CHICAGO – Long-term survival in severely injured geriatric trauma patients may not be as poor as once thought, according to a study at a level 1 trauma center in Pennsylvania that followed these patients for up to 10 years after discharge.
The retrospective study presented at the annual meeting of the American Association for the Surgery of Trauma showed an overall death rate of 33% in elderly patients with brain injury, and almost two-thirds of the patients who survived their initial hospitalization were alive at the conclusion of the study, according to Dr. Ulunna Ofurum of St. Luke’s Hospital in Bethlehem, Pa.
Dr. Ofurum and her colleagues undertook their study to learn whether aggressive care in this population was futile. Trauma patients aged 65 and older with an Injury Severity Score of 30 or higher were assigned to two groups based on the presence or absence of brain injury, with an Abbreviated Injury Scale score of 3 or higher as the cutoff. The Social Security Death Index database was used to determine survival status.
"The initial drop in survivorship was most pronounced in the patients with severe head injury," she said. Overall, 97 of the 145 patients survived hospital discharge, but nearly a third died after hospital discharge. That left 65 for analysis of current living status, Dr. Ofurum said. Of those, 52 patients in the head-injured group had a median survival of 33 months, and 13 of the patients without head injury had a median survival of 49 months.
Of the 65 who were still alive when the study ended, 47 were contacted by phone to determine their living arrangements. Overall, 31 (65%) were at home, 11 (23%) were in skilled nursing facilities, four (8%) were at assisted living centers, and one (2%) was in a rehabilitation center.
"The most significant finding of this study is that severely injured geriatric trauma patients who survive their hospitalization have appreciable long-term survival and that a surprising number return home," Dr. Ofurum said. "This study showed that the 5-year survival is almost 20%, which is similar to that of many cancer diagnoses."
She noted that she and her coinvestigators did not apply a uniform approach to the resuscitation variable in all geriatric trauma patients; instead, they used a case-by-case approach. "There is a preselection bias for patients with the most devastating injuries, as we tend not to treat them," she said.
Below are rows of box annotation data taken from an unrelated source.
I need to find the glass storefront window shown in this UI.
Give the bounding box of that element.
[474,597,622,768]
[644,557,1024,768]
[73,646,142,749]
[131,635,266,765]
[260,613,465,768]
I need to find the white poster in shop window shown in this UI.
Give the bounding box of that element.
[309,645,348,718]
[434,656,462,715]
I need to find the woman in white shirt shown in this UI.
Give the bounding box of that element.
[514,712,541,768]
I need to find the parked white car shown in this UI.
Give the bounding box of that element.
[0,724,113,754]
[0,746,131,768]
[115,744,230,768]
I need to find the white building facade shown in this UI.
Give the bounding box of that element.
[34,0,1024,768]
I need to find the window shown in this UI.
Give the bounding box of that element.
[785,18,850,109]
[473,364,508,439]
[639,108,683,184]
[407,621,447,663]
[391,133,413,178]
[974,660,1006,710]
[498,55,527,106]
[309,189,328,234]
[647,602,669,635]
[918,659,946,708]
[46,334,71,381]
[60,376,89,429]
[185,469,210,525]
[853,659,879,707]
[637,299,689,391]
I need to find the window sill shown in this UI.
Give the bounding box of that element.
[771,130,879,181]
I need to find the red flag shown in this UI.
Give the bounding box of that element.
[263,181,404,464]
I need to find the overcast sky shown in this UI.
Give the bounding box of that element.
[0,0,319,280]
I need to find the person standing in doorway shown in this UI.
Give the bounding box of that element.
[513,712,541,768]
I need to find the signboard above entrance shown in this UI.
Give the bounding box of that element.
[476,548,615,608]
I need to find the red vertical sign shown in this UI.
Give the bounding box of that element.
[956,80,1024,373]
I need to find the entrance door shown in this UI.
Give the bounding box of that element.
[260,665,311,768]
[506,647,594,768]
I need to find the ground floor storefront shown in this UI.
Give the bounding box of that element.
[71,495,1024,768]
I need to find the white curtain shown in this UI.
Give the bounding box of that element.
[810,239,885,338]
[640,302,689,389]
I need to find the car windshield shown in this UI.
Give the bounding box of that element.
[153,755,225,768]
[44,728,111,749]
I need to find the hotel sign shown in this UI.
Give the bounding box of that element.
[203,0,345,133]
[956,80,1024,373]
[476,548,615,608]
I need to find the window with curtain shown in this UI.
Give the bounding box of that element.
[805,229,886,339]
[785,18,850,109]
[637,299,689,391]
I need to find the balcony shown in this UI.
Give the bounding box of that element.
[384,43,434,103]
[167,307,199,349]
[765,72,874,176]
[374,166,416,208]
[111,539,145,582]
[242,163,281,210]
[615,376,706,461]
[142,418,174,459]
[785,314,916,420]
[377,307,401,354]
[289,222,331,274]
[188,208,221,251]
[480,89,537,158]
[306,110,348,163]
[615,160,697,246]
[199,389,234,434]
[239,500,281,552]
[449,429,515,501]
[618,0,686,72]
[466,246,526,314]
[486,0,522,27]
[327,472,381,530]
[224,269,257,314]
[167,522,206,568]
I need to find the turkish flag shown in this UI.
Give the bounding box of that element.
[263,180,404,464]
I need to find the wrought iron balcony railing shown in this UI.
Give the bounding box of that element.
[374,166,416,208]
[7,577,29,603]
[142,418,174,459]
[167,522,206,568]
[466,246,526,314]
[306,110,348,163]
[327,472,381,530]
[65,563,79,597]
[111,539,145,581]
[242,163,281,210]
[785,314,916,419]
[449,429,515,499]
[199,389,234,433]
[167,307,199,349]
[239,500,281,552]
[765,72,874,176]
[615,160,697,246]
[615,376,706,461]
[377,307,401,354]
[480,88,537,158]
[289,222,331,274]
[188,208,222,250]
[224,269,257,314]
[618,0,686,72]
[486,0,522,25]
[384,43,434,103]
Dr. Ofurum acknowledged some limitations of the study, including its retrospective nature, the small sample size, and the lack of data on cause of death, comorbidities, and survivors’ functional status.
"However, in our practice, it’s been noted that about one-third of deaths that occur in geriatric trauma patients are associated with immediate withdrawal of care," she said. This makes managing complications critical in this patient group. "When patients have complications such as renal failure, families may tend to withdraw care," she said.
With the exponential growth of the elderly population, this and similar studies are notable, said discussion leader Dr. Roxie Albrecht of the University of Oklahoma in Oklahoma City. "Studies such as this do give us a glimmer of hope that not every patient over the age of 65 has the Grim Reaper standing over them, predicting that they will either die in the hospital or never return to their prehospital living status," she said. She noted that the St. Luke’s study is consistent with other reports on elderly trauma (J. Trauma 1998;44:618-23; J. Trauma 2002;52:242-6).
Dr. Ofurum had no conflicts to disclose.